3) En définitive la lecture d’un tel ouvrage peut être bénéfique pour les musulmans en vue de réussir leur arrimage dans une société non musulmane. Mohamed Arkoun jadis, Tarik Ramadan aujourd’hui se sont préoccupés de cela, notamment de ne pas confondre intégration et assimilation. Rappelant le jacobinisme, l’interdiction de parler breton, il faut trouver un juste équilibre dans les langues d’origine des immigrés. Vaste programme déjà traité dans cette revue à propos de la scolarisation des enfants de l’immigration. Bénéfique aussi pour les non-musulmans cette lecture, pour ceux qui ont le souci de rendre cette rencontre historique non pas négative mais positive. C’est un laboratoire de l’histoire des civilisations et même de la civilisation universelle, de la dissymétrie entre l’Occident et le reste du monde. Et ceci en ayant présent à l’esprit que l’immigration est la courroie de transmission d’une évolution en train de se produire dans notre voisinage immédiat, non sans de graves convulsions, elles-mêmes résultant du choc de la modernité après un blocage intellectuel puis militaire.

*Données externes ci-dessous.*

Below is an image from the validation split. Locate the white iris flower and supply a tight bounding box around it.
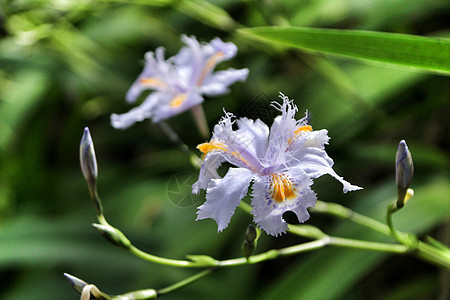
[192,93,361,236]
[111,35,248,129]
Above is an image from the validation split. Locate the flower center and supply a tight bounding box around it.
[169,93,187,107]
[197,139,228,158]
[269,173,297,202]
[197,52,225,86]
[288,125,312,144]
[139,77,166,88]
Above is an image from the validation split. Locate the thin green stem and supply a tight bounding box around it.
[129,245,196,268]
[329,237,410,253]
[157,269,213,297]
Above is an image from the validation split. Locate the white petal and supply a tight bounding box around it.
[210,38,237,59]
[197,168,254,231]
[111,92,162,129]
[236,118,269,158]
[153,93,203,122]
[252,169,316,236]
[295,147,362,193]
[192,151,225,194]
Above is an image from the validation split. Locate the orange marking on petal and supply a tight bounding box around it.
[294,125,312,135]
[197,52,225,86]
[288,125,312,144]
[197,139,227,158]
[139,77,166,87]
[270,173,297,203]
[169,93,187,107]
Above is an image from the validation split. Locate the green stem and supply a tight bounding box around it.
[329,237,410,253]
[129,245,196,268]
[311,201,390,235]
[157,269,213,297]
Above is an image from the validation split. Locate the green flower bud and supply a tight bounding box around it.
[395,140,414,208]
[242,224,258,260]
[64,273,87,294]
[80,127,102,215]
[92,223,131,249]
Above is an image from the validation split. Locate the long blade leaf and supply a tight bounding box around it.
[238,27,450,75]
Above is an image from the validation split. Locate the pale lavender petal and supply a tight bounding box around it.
[236,118,269,158]
[252,169,316,236]
[197,168,254,232]
[111,92,163,129]
[295,147,362,193]
[201,68,248,96]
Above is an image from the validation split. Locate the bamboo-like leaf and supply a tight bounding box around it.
[238,27,450,75]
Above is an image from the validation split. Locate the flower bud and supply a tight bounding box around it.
[242,224,258,260]
[64,273,87,294]
[92,223,131,249]
[395,140,414,208]
[80,127,102,215]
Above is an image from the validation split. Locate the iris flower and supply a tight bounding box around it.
[192,93,361,236]
[111,35,248,129]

Ainsi les expériences de la laïcité, d’abord en Turquie, puis en Syrie et en Irak, sans oublier l’Egypte et aussi l’Algérie et la Tunisie, combinant les interactions en sens opposés entre religion et société. Occident/Orient, Sunnisme/Chiisme, clivages se combinant aussi en engendrant des contradictions dans l’action. Avec en réalité la recherche d’un humanisme, rendant adultes les plus petits. C’est une responsabilité que d’avoir à éclairer une situation confuse pour qu’elle soit comprise comme une situation complexe.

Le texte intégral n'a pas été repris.